Originally Posted by Falls City Beer
The greatest pitcher must be a contemporary pitcher (I really don't care what anyone says--I'm incurious that way).
I think I agree with this. If nothing else the statistics are so hard to compare. They are always in comparison of the other players of their time, not the players of all-time.
My friends and I were discussing this a few weeks ago, and one of them made a good argument for Clemens. Clemens has an ERA differential of +1.34, higher than quite a lot of the pitchers listed here. One could argue that the ERA differential is biased in favor of pitchers in high-ERA eras, but clemens has also pitched in an era of steroids, good equipment, little ballpakrs, tightly-wrapped baseballs, and hightly trained and specialized hitters too, so that kind of evens out that argument a bit in my mind.
Martinez, probably the most dominant pitcher I've seen at his peak, has an amazing 1.78 ERA differential. But he hasn't been as good for as long as Clemens, and his win record (admittedly a rather poor gauge, but not discountable) is nowhere near clemens's.
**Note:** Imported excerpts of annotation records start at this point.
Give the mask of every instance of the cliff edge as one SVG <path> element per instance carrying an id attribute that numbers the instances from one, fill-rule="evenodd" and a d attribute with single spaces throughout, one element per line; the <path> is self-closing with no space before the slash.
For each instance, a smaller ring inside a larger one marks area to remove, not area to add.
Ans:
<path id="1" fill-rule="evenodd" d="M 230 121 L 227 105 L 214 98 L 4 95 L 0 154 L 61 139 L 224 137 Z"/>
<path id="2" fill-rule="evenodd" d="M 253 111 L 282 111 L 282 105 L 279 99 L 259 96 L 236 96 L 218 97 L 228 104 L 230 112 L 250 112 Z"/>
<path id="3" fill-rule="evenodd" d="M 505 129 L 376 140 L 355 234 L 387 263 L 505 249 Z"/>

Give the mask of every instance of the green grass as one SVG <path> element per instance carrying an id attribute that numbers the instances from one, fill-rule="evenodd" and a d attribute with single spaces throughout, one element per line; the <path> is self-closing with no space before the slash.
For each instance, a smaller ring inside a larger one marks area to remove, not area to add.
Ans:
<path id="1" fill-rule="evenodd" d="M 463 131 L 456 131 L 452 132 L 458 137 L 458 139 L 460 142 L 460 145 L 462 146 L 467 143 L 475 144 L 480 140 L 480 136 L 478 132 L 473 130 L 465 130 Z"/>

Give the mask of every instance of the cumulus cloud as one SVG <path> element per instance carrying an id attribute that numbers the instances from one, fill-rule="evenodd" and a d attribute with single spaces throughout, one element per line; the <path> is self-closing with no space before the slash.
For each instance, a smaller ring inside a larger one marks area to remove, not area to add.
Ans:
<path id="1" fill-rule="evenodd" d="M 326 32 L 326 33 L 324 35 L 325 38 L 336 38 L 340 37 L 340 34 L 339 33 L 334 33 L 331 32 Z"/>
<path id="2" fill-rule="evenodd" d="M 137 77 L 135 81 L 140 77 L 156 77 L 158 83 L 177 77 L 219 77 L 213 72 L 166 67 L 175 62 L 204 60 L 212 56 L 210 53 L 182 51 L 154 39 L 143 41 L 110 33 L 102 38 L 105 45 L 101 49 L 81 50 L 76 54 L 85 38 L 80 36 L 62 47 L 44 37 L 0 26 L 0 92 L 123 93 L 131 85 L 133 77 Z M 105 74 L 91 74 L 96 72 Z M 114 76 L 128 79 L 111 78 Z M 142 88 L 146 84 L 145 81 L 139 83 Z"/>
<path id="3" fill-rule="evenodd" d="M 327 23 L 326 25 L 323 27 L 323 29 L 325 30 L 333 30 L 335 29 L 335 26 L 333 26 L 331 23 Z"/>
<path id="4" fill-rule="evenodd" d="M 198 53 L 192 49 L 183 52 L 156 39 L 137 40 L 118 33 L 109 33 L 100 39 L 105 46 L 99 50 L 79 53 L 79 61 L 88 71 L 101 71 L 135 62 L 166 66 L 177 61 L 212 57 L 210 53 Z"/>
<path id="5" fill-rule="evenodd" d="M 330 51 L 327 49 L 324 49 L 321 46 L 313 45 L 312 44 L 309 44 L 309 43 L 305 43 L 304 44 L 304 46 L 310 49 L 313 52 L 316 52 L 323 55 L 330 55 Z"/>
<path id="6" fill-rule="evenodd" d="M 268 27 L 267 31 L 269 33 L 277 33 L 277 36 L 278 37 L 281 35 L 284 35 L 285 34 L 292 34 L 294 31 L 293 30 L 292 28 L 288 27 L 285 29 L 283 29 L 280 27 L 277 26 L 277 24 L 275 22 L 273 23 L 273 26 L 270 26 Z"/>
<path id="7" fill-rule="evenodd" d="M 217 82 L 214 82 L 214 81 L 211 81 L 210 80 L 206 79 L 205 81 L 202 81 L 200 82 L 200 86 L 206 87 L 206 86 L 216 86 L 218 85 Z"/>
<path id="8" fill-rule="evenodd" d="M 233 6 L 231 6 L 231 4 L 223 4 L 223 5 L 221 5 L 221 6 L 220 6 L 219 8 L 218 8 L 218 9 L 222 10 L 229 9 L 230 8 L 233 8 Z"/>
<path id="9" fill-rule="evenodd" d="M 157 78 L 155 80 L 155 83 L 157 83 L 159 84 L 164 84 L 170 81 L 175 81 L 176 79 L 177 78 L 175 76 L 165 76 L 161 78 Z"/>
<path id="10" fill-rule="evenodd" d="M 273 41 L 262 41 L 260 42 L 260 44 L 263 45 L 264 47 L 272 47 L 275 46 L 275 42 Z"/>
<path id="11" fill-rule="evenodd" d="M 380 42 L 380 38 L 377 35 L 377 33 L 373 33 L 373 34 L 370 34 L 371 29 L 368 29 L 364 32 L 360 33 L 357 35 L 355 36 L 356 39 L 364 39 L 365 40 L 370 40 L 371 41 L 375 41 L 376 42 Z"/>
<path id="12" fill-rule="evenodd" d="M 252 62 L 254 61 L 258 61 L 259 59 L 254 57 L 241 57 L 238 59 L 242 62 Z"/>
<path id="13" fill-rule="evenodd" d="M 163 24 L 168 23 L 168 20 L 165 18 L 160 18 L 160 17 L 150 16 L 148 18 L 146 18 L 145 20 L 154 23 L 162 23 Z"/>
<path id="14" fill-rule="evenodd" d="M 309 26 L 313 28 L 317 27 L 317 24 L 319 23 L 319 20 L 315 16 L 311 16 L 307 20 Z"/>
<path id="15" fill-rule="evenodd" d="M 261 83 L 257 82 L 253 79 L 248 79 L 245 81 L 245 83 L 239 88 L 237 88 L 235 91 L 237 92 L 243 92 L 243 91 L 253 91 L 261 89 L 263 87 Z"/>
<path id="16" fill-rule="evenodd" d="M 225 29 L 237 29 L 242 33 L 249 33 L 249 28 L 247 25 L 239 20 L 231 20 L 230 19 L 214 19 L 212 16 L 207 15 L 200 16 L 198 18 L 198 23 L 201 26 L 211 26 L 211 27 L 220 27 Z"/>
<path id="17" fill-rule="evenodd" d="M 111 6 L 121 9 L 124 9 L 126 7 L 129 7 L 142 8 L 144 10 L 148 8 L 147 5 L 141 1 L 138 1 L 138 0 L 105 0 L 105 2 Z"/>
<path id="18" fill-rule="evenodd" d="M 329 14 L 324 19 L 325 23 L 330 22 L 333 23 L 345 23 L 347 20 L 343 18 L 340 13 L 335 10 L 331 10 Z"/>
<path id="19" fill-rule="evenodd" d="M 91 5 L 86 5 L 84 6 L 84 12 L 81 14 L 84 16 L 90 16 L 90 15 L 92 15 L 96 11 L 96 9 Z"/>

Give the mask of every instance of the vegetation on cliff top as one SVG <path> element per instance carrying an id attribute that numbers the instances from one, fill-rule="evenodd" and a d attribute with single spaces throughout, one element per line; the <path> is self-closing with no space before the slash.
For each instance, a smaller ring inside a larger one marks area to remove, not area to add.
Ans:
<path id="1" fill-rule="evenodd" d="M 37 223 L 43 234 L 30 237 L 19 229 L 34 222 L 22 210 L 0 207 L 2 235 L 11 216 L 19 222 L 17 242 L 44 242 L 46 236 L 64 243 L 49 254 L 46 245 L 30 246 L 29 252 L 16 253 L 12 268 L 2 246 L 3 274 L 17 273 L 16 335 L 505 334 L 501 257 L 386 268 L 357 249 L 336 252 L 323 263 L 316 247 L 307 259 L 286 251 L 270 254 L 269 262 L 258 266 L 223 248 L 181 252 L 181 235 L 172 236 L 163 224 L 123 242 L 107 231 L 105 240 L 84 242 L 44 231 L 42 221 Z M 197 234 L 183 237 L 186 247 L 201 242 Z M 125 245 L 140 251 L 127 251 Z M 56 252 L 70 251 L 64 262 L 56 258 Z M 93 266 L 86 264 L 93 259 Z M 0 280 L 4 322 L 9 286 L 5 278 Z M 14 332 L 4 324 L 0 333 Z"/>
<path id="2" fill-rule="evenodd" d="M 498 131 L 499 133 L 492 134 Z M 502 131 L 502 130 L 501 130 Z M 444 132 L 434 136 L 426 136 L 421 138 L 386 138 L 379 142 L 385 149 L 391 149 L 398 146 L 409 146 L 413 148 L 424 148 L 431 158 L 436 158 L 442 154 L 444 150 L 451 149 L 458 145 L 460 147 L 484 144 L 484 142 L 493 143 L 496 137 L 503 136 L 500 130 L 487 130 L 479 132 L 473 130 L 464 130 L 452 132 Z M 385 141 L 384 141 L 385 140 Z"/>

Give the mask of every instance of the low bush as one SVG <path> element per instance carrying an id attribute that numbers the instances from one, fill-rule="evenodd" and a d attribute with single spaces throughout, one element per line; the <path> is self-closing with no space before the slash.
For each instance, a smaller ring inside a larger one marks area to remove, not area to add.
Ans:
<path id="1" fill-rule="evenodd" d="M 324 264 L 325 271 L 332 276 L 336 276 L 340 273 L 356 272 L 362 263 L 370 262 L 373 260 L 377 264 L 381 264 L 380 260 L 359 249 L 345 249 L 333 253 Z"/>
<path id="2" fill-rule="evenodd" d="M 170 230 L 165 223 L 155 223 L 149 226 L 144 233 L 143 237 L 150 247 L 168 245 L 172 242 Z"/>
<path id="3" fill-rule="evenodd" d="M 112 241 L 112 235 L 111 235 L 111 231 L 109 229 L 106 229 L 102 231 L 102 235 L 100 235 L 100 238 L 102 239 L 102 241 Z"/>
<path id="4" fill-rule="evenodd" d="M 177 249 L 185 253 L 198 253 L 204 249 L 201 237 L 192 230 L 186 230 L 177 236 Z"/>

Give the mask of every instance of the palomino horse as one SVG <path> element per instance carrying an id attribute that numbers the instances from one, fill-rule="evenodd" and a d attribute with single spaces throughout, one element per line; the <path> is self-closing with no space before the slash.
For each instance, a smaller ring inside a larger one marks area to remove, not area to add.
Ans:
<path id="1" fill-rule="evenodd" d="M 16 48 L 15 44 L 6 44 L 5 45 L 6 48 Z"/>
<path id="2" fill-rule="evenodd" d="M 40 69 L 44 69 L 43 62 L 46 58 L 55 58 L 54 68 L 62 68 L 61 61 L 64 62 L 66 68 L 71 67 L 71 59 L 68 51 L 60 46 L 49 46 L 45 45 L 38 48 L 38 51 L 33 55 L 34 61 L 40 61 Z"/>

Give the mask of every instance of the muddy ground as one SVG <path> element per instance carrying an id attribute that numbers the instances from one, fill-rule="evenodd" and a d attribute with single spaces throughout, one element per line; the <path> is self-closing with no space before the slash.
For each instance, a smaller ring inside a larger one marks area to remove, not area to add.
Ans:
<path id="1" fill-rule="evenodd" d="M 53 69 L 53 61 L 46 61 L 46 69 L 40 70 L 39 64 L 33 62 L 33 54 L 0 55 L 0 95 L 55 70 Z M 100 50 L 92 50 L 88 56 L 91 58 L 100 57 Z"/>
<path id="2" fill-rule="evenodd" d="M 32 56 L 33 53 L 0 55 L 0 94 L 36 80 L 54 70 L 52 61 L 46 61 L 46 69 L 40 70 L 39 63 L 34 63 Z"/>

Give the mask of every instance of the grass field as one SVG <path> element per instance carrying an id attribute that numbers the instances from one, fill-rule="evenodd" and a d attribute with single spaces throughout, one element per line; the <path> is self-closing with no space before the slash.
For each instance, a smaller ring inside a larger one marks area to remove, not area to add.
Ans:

I'm surprised that nobody has mentioned Warren Spahn. In some ways he's quite comparable to Clemens. His differential is .56, but he's won more games and for a contending team to boot. He also habitually had a day's less rest than Clemens (again, the problem of comparing stats). But he wasn't quite as dominant, totally.
Nolan Ryan did a wonderful job for some middling teams at times, but he also issued an awful lot of walks. Again, though, since he was pitching for poorer teams than Clemens, he might not have had the luxury of throwing as many ground balls and so on. You see, one can even argue with oneself on these things. I don't know that we can really say for sure.